13. The method of claim 11, wherein said data storage device comprises a portable communications device.

14. A system for authenticating an first entity to at least one other entity, comprising:

authenticator configured to authenticate said first entity to said at least one other entity; and

an intermediary authentication service configured to interrogate said first entity, said intermediary configured to receive a response to an identity interrogation from said first entity and compare the content of said response, or a derivative of said content, to said authenticator or a substantially secure derivative thereof, and generate an estimation as to whether said first entity is authentic.

15. The system of claim 14, wherein said first entity comprises a data storage device configured to store said authenticator or a derivative thereof.

16. The system of claim 14, wherein said authenticator comprise a digital signature and an ordered set of hashes.

17. The system of claim 16, wherein said authenticator further comprise credentials and indicia.

18. The system of claim 17, wherein said indicia comprises a signing key and a hashing key.

19. The system of claim 14, further comprising an authenticator generating mechanism configured to generate said authenticator.

20. The system of claim 19, further comprising an authenticator storage mechanism configured to store said authenticator.

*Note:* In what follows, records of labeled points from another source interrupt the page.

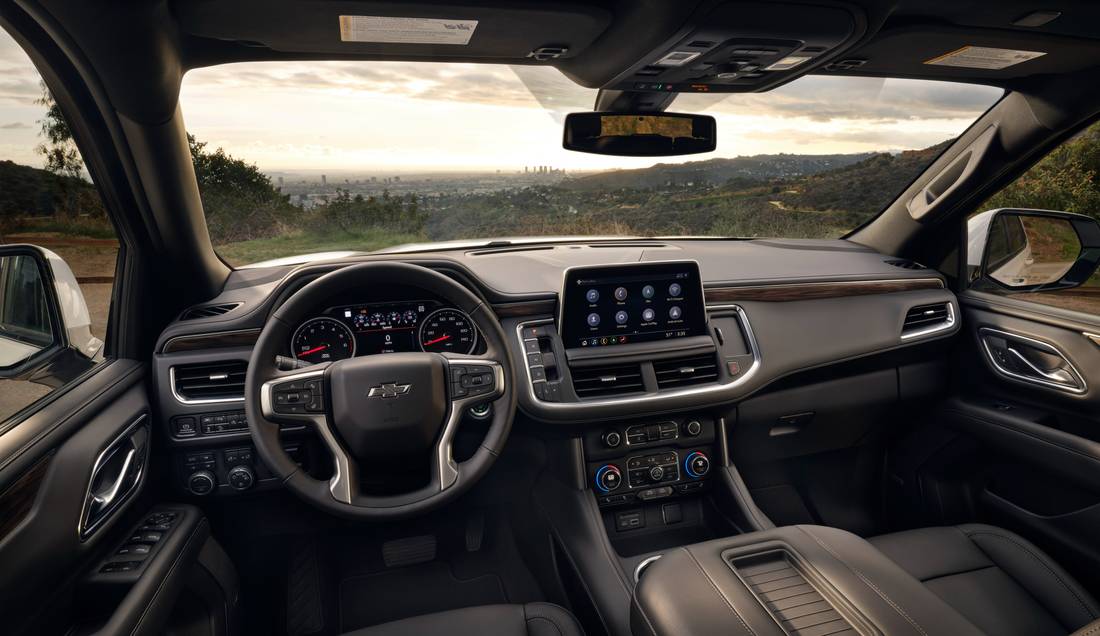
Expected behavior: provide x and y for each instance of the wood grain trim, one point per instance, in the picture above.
(216, 340)
(17, 501)
(790, 292)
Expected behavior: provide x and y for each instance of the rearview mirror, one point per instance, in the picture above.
(44, 326)
(1023, 250)
(639, 133)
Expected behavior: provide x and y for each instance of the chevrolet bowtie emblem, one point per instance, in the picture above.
(388, 390)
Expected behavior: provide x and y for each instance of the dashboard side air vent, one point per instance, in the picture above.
(685, 371)
(210, 381)
(923, 318)
(602, 381)
(905, 264)
(208, 310)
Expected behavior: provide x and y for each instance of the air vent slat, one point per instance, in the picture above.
(685, 371)
(210, 381)
(924, 316)
(208, 310)
(601, 381)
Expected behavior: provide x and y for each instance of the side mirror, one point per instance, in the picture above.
(1021, 250)
(639, 133)
(44, 324)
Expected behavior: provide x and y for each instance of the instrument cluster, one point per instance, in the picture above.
(366, 329)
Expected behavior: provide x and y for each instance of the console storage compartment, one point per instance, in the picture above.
(792, 580)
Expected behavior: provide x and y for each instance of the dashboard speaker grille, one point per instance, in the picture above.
(685, 371)
(924, 316)
(601, 381)
(222, 380)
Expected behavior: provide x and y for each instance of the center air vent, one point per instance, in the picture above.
(905, 264)
(208, 310)
(922, 318)
(220, 381)
(685, 371)
(600, 381)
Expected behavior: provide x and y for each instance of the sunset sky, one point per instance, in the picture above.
(415, 117)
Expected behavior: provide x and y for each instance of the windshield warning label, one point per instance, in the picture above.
(983, 57)
(406, 30)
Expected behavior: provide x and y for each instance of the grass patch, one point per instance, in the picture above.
(244, 252)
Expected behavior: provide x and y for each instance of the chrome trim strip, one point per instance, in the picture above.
(948, 324)
(182, 399)
(84, 529)
(649, 397)
(1037, 344)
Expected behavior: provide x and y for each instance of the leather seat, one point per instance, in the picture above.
(996, 579)
(529, 620)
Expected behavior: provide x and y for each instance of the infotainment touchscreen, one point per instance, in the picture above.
(615, 305)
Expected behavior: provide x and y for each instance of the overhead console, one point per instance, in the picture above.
(745, 46)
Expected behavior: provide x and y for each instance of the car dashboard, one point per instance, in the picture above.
(640, 381)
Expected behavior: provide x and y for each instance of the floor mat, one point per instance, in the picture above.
(394, 594)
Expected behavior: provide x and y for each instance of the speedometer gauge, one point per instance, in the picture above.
(448, 331)
(322, 340)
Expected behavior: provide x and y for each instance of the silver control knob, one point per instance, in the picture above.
(201, 482)
(240, 478)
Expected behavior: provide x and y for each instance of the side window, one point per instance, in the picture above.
(1031, 258)
(57, 247)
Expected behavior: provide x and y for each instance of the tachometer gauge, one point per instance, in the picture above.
(448, 331)
(322, 340)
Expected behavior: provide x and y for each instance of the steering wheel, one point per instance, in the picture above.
(380, 406)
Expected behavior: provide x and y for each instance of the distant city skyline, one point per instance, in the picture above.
(400, 118)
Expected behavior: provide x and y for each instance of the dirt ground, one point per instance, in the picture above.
(92, 263)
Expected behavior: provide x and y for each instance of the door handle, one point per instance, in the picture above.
(1054, 375)
(114, 475)
(107, 497)
(1014, 355)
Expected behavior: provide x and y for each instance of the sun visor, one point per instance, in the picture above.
(970, 54)
(513, 33)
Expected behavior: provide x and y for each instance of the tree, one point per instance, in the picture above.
(63, 160)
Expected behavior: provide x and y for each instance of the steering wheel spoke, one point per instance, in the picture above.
(470, 381)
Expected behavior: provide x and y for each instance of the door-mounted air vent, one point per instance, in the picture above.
(602, 381)
(222, 381)
(927, 318)
(208, 310)
(685, 371)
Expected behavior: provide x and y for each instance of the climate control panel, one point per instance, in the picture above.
(649, 460)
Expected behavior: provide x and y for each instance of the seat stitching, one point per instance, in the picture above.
(1041, 561)
(552, 624)
(866, 580)
(718, 591)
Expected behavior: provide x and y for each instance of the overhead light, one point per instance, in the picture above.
(1036, 19)
(677, 58)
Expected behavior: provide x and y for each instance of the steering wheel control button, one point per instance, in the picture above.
(608, 478)
(240, 478)
(201, 483)
(696, 464)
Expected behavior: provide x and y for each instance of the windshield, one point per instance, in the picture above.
(304, 157)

21. The system of claim 14, wherein said at least one entity comprises a transaction service.

22. The system of claim 21, wherein said transaction service is configured to provide authenticator to said intermediary.

23. The system of claim 14, wherein said first entity comprises a data storage that is configured to hold said authenticator or a substantially secure derivative of said authenticator.

24. The system of claim 23, wherein said data storage device is configured in a card format.

25. The method of claim 23, wherein said data storage device comprises a portable communications device.